I just finished reading this latest book from Thomas L. Friedman, foreign affairs correspondent for the New York Times. Everyone who follows Middle East news closely already knows about Friedman and has possibly already read this. If you care about that part of the world you owe it to yourself to do the same.
The book contains a collection of Friedman’s columns from December 2000 to April 2003, divided by September 11, 2001 (obviously) into sections entitled Before and After . There’s also a post-9/11 diary segment of material that couldn’t fit into the columns, although much of it echoes the material that did fit.
Friedman is a competent but not great writer—I repeatedly found myself wanting to tighten up a sentence or switch in a smoother synonym. This doesn’t matter much, because he has (in my opinion) the clearest view on a large scale of the Middle East of anyone alive who writes about such things for his bread; and the occasionally awkward prose doesn’t obscure that view in the slightest.
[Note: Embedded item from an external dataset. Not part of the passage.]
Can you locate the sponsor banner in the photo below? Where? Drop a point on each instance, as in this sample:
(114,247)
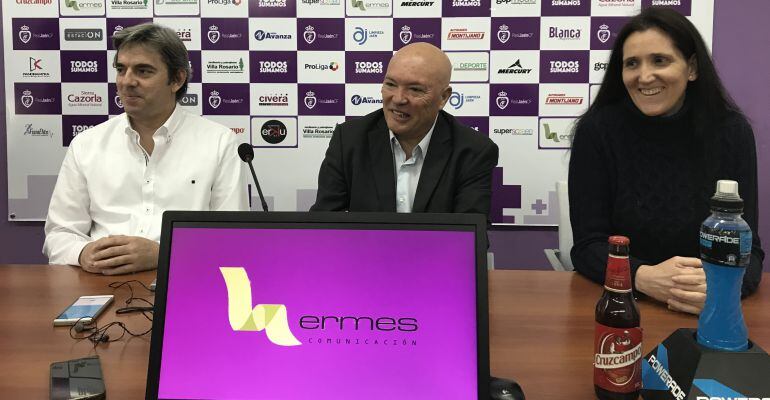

[Disclosure: I spent eleven years of my life in the Middle East and have strong opinions on the issues there; in most cases they approximately parallel Friedman’s. This means that if you have warm feelings about the Likud party, the Hezbollah, the Israeli settler movement, or the Government of Saudi Arabia you will probably disagree fairly violently.]
Of course, Friedman has advantages—as the NYT’s big-name columnist he can hobnob with Israeli cabinet ministers and Saudi princes, and go anywhere he wants whenever he wants, and does. There is reason to believe that he in fact originally planted the idea that led to the Saudi offer in 2002 of recognition & peace with Israel in exchange for a full withdrawal to 1967 borders.
He writing is studied and cool, but this only makes his occasional measured bursts of passion and anger more effective. He’s a Jew, arguably a necessity in his job, which regularly requires saying unpleasant things about certain policies and actions of the government of Israel. He’s also a patriot, and if I have a single gripe with this book, it is the repeated over-the-top flag-waving; the US after all is not the only place in the world which is cosmopolitan, free, peaceful, and creative. But once again this may be a necessity; just as criticism of Israel can lead to accusations of anti-Semitism, insufficient god-bless-US cheerleading can lead to snarls from the right about traitorous America-hating.
His theses about the Israel/Palestine situation are straightforward and to my mind mostly sensible; his view on Iraq more complex and in parts controversial, but always well-argued. I think anyone who regularly engages in discourse about the Middle East who hasn’t read this book ought to feel nervous.
As a footnote for the geeks in the crowd, there is a short passage near the end of the Diary section of musings on the effect of the Net. It’s far from optimistic and really should be read by anyone who spends time thinking about the intersection of the body politic with life online.